A technician requires a 4L of an ammonia solution to have a pH of 11.55. What volume in liters, of ammonia gas at 25 degrees Celsius and 1 atm is necessary to achieve this result?
NH3 + HOH ==> NH4^+ + OH^-
Kb = (NH4^+)(OH^-)/(NH3)
You want pH = 11.55 so pOH is 14-11.55 = ??. Convert pOH to OH^-, substitute for (OH^-) and for (NH4^+) in the Kb expression, and solve for NH3. That will give you (NH3) in moles/L. You will want 4 times that to make a 4 L solution, then plug those moles into PV = nRT and solve for volume at the conditions listed.
To determine the volume of ammonia gas required to achieve a specific pH in a 4L ammonia solution, we need to use the Henderson-Hasselbalch equation. The equation relates the pH of a solution to the concentration of the acid and its conjugate base.
The Henderson-Hasselbalch equation is:
pH = pKa + log([A-]/[HA])
In this case, ammonia (NH3) acts as a base and its conjugate acid is the ammonium ion (NH4+). The pKa value for the ammonium ion is known to be 9.25.
Step 1: Calculate the concentration of NH4+ (HA)
Since the volume of an ammonia solution is not given, we can assume it to be 4L. Therefore, the concentration of NH4+ (HA) can be calculated using the formula:
[HA] = 10^(-pH) * [A-]
[HA] = 10^(-11.55) * [A-]
Step 2: Convert the concentration of NH4+ (HA) to moles per liter (M)
The molar mass of NH4+ is 18.04 g/mol. Assuming 4L of ammonia solution, we can calculate the moles of NH4+ (HA) using the formula:
M = (moles of solute) / (volume of solution)
M = ([HA] * molar mass of NH4+) / volume of solution
Step 3: Convert moles of NH4+ (HA) to moles of NH3
Since NH3 and NH4+ have the same moles but different volumes, we need to convert moles of NH4+ (HA) to moles of NH3. This can be done using the stoichiometry of the reaction:
NH4+ (aq) + OH- (aq) -> NH3 (g) + H2O (l)
Step 4: Convert moles of NH3 to volume in liters
Finally, we can convert the moles of NH3 to volume in liters using the ideal gas law:
PV = nRT
Here, we assume the pressure is 1 atm, the temperature (T) is given as 25 degrees Celsius (298 K), and R is the ideal gas constant (0.0821 L*atm/(mol*K)).
Now, let's calculate the volume of ammonia gas required to achieve a pH of 11.55 in a 4L ammonia solution.

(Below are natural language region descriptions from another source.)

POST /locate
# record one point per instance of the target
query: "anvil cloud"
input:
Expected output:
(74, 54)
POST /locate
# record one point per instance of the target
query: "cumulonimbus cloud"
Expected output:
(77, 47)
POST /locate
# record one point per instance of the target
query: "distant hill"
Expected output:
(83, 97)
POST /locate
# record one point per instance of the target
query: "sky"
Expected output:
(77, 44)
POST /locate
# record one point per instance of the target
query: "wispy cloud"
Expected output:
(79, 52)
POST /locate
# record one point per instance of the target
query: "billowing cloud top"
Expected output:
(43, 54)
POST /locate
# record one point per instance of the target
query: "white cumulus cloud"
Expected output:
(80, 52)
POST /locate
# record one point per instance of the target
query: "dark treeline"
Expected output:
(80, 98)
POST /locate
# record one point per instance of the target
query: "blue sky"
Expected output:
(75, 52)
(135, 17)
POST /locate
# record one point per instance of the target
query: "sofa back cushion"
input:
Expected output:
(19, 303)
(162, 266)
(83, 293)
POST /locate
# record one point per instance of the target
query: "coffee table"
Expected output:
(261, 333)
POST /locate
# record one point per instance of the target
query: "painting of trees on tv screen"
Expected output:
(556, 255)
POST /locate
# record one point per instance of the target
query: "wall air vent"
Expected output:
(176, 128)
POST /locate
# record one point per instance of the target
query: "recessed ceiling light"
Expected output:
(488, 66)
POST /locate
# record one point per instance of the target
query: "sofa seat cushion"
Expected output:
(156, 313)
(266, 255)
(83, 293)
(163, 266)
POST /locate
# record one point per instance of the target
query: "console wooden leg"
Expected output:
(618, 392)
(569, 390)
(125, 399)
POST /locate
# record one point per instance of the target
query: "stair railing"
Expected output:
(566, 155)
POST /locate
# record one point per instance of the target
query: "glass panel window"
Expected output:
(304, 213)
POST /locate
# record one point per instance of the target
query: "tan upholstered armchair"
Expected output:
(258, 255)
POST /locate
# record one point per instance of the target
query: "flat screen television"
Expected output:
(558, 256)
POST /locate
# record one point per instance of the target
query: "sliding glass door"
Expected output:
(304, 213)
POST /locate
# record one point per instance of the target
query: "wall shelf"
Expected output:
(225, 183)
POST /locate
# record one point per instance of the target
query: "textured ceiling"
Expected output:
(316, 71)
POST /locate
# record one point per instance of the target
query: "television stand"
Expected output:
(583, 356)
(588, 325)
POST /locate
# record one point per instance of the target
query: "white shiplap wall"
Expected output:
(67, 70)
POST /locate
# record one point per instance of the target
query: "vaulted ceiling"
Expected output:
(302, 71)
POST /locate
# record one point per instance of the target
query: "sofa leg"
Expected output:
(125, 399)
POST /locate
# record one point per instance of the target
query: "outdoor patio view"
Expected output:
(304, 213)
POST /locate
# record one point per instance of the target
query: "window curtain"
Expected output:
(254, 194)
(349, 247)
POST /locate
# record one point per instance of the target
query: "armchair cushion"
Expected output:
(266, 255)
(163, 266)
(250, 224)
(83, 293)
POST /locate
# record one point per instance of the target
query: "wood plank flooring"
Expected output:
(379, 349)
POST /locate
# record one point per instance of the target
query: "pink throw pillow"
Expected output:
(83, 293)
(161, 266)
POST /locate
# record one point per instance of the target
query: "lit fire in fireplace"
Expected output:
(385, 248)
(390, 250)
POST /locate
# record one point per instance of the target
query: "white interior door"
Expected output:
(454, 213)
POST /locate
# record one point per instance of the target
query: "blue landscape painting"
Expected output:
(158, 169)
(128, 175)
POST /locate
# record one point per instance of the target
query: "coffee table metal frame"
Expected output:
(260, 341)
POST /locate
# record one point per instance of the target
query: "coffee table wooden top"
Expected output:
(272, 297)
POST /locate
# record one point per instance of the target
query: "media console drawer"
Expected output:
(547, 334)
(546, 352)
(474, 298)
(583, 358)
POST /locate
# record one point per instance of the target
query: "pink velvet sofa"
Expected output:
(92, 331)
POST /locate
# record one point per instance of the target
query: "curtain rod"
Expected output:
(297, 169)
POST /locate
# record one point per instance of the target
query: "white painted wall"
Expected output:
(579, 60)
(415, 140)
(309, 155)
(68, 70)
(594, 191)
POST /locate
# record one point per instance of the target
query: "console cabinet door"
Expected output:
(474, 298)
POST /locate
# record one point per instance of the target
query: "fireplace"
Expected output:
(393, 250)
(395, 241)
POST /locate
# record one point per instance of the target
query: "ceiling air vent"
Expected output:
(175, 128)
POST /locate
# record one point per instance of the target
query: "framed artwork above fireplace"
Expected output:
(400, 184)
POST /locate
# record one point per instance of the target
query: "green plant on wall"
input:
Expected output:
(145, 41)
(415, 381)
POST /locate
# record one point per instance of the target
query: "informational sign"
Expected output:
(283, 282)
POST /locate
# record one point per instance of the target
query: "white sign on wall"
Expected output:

Note: The calculations will involve several steps. If you'd like, I can provide the numerical calculations for you.
To solve this problem, we need to use the concept of the ideal gas law and the equation for the dissociation of ammonia in water.
The first step is to determine the amount of ammonia in moles needed to achieve the desired pH of the ammonia solution. We can calculate this using the equation:
pOH = 14 - pH
Since pH + pOH = 14, we can determine the pOH value:
pOH = 14 - 11.55 = 2.45
To convert pOH to concentration of hydroxide ions ([OH-]), we use the equation:
pOH = -log[OH-]
Taking the antilog of both sides, we get:
[OH-] = 10^(-pOH) = 10^(-2.45)
[OH-] = 0.003548 moles/L
Since the dissociation of ammonia in water is written as:
NH3 + H2O ⇌ NH4+ + OH-
And the stoichiometry of the reaction is 1:1, the concentration of ammonia would also be 0.003548 moles/L.
The next step is to use the ideal gas law, which states:
PV = nRT
Where:
P = pressure (in atm)
V = volume (in liters)
n = number of moles
R = ideal gas constant (0.0821 L.atm/mol.K)
T = temperature (in Kelvin)
We can rearrange the ideal gas law equation to solve for volume:
V = nRT / P
Now, let's substitute the given values:
n = 0.003548 moles
R = 0.0821 L.atm/mol.K
T = 25°C + 273.15 (converting Celsius to Kelvin) = 298.15 K
P = 1 atm
Plugging these values into the equation, we get:
V = (0.003548 moles)(0.0821 L.atm/mol.K)(298.15 K) / 1 atm
V = 0.0896 L
Therefore, the volume of ammonia gas at 25°C and 1 atm necessary to achieve a pH of 11.55 for a 4L ammonia solution is approximately 0.0896 liters.